[lttng-dev] [tracecompass-dev] CTF2-PROP-1.0: Proposal for a major revision of the Common Trace Format, version 1.8

Fri Oct 28 00:08:54 UTC 2016

CCing the other mailing lists again.

----- Original Message -----
> From: "Matthew Khouzam" <matthew.khouzam at ericsson.com>
> To: "tracecompass-dev" <tracecompass-dev at eclipse.org>
> Sent: Thursday, 27 October, 2016 15:29:30
> Subject: Re: [tracecompass-dev] CTF2-PROP-1.0: Proposal for a major revision of the Common Trace Format, version 1.8

> On 16-10-25 02:26 PM, Philippe Proulx wrote:
>> A few things that still annoy me:
>>
>> * Should a boolean field type inherit the properties of an integer field
>>   type instead of a simple bit array field type?
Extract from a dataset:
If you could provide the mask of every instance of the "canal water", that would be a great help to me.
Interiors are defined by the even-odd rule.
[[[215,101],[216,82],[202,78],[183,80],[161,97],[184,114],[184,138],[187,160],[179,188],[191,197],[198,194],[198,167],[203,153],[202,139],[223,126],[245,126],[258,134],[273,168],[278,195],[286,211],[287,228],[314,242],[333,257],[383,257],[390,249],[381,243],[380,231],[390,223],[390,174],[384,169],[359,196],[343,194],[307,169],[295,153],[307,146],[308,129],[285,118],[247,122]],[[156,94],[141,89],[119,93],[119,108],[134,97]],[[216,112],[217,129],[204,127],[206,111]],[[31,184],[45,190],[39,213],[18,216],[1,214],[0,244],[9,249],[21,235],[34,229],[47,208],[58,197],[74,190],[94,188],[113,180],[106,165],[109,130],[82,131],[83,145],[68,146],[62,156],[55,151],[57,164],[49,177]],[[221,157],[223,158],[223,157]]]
In other words, should
>>   a boolean field type have a signedness property?
> It is ok to have it but ignore it. I would suggest that boolean not have
> a sign explicitly visible though.
> 
> Here's some quick questions wrt to bools and bit arrays:
> 
> A bool is false if and only if the data is all 0, so I would argue that
> byte order is less interesting than signs.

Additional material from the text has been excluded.